Stock-based compensation expense recognized during the period is based on the value of the portion of stock-based payment awards that is ultimately expected to vest. Stock-based compensation expense recognized in the financial statements of operations during the period ended March 31, 2012, included compensation expense for the stock-based payment awards granted prior to, but not yet vested, as of March 31, 2012 based on the grant date fair value estimated, and compensation expense for the stock-based payment awards granted subsequent to March 31, 2012, based on the grant date fair value estimated. We account for forfeitures as they occur. The stock-based compensation expense recognized in the statement of income during the period ended March 31, 2012 and 2011 is $155,959 and $0, respectively.

Warrants
During the period ended March 31, 2012, the Company issued 900,001 warrants. At March 31, 2012, the Company had 900,001 warrants outstanding. On April 4, 2012, through a cashless exercise, the Company issued 423,943 shares of common stock.

5.   
RELATED PARTY TRANSACTION

 
During the first quarter ending March 31, 2012, the Company signed promissory notes with various investors for funds received in the amount of $120,000 for operating expenses. The notes bear interest at 5% per annum, and are due within one year. The balance outstanding on the notes as of March 31, 2012 is $220,000.

 
9

 

CARBON SCIENCES, INC.
(A Development Stage Company)
NOTES TO FINANCIAL STATEMENTS-UNAUDITED
MARCH 31, 2012



6.
SUBSEQUENT EVENTS

 
Management has evaluated subsequent events according to the requirements of ASC TOPIC 855, and has reported the following:

 
On April 4, 2012, the Company issued 300,001 units at a price of $0.70 per unit. Each unit consists of a promissory note and a five year warrant to purchase three shares of common stock. The 900,001 warrants were converted through a cashless exercise for 423,943 shares of common stock at a price below fair market value, and the Company will recognize a loss of $225,000 on the issuance of the common stock.

 
On April 6, 2012, the Company issued 6,098 shares of common stock in payment of an accounts payable in the amount of $7,500. The fair value of the shares at date of issuance was $8,110 and the Company recognized a loss of $610.

 
During April and May 2012, the Company signed promissory notes from an investor for funds received in the amount of $21,000 to fund operating expenses. The notes bear interest at 5% per annum, and are due within one year.




 
10

 

ITEM 2:  MANAGEMENT’S DISCUSSION AND ANALYSIS OF FINANCIAL CONDITION AND RESULTS OF OPERATIONS
 
The following discussion and analysis should be read together with our financial statements and the related notes appearing elsewhere in this filing. This discussion contains forward-looking statements reflecting our current expectations that involve risks and uncertainties. See “Forward-Looking Statements” for a discussion of the uncertainties, risks and assumptions associated with these statements. Actual results and the timing of events could differ materially from those discussed in our forward-looking statements as a result of many factors, including those set forth under “Risk Factors” in our annual report on Form 10-K filed with the SEC on March 30, 2012 and other filings made with the SEC.
 
OVERVIEW

Innovating at the forefront of chemical engineering, Carbon Sciences is developing a breakthrough technology to make cleaner and greener transportation fuels, hydrogen and other valuable, large volume products from natural gas.  Our highly scalable, clean-tech process will enable the world to reduce its dependence on petroleum by transforming abundant and affordable natural gas into gasoline, diesel and jet fuel, and other products, such as hydrogen, methanol, ammonia, solvents, plastics and detergent alcohols.  The key to this process is a breakthrough catalyst that can reduce the cost of reforming natural gas into synthetic gas (syngas), the most costly step in making products from natural gas.

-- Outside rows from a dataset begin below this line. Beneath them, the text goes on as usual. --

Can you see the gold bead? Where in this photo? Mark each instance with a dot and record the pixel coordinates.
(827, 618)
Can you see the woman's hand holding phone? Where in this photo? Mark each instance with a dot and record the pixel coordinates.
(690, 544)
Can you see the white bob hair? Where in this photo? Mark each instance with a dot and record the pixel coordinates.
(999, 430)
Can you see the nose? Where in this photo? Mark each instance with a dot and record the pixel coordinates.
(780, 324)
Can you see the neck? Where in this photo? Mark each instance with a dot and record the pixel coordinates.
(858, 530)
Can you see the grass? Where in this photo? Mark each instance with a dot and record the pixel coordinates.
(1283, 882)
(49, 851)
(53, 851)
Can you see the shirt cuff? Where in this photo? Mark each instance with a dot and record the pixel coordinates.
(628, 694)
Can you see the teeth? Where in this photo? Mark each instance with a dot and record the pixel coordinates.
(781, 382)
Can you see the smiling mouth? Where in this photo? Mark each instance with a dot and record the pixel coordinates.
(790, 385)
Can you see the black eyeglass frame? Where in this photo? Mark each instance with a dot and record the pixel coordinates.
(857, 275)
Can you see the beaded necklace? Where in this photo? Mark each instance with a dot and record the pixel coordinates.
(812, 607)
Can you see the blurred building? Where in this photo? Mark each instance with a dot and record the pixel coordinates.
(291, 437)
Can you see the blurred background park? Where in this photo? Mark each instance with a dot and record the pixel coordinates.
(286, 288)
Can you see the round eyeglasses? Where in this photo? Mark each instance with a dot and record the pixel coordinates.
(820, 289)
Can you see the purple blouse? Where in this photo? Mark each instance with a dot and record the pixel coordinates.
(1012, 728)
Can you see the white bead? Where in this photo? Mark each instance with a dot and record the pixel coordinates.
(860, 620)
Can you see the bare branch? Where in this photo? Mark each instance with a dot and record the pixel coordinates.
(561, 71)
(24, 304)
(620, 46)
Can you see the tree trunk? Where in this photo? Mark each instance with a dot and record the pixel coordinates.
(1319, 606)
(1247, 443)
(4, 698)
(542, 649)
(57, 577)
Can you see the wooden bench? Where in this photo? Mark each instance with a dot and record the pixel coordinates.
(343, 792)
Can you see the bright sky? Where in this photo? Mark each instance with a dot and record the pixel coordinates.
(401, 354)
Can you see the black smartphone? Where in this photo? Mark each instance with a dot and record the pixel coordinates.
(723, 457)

Our goal is to help reduce the world’s dependence on petroleum by developing technology to enable the cost effective use of natural gas as a feedstock to produce clean and green liquid fuels for use in the existing transportation infrastructure.

We believe that natural gas is the world’s next primary source of fuel. While found in abundant supply at affordable prices in the U.S. and throughout the world, natural gas cannot be used directly in cars, trucks, trains and planes without a massive overhaul of the existing liquid fuels infrastructure. We intend to address this problem by developing an industrial clean-tech process to enable the transformation of natural gas into liquid transportation fuels such as gasoline, diesel, jet fuel and other valuable products.  Our competitive advantage over other natural gas reforming technologies is that our processes can significantly lower the cost of reforming natural gas into synthetic gas (syngas), the most costly step in the gas-to-liquids (GTL) process for making liquid transportation fuels from natural gas.  As part of our business plan, we intend to demonstrate and prove this point.  Based on original laboratory testing results and validated in commercial testing facilities, we believe that we have a very robust reforming catalyst to enable cost effective syngas production.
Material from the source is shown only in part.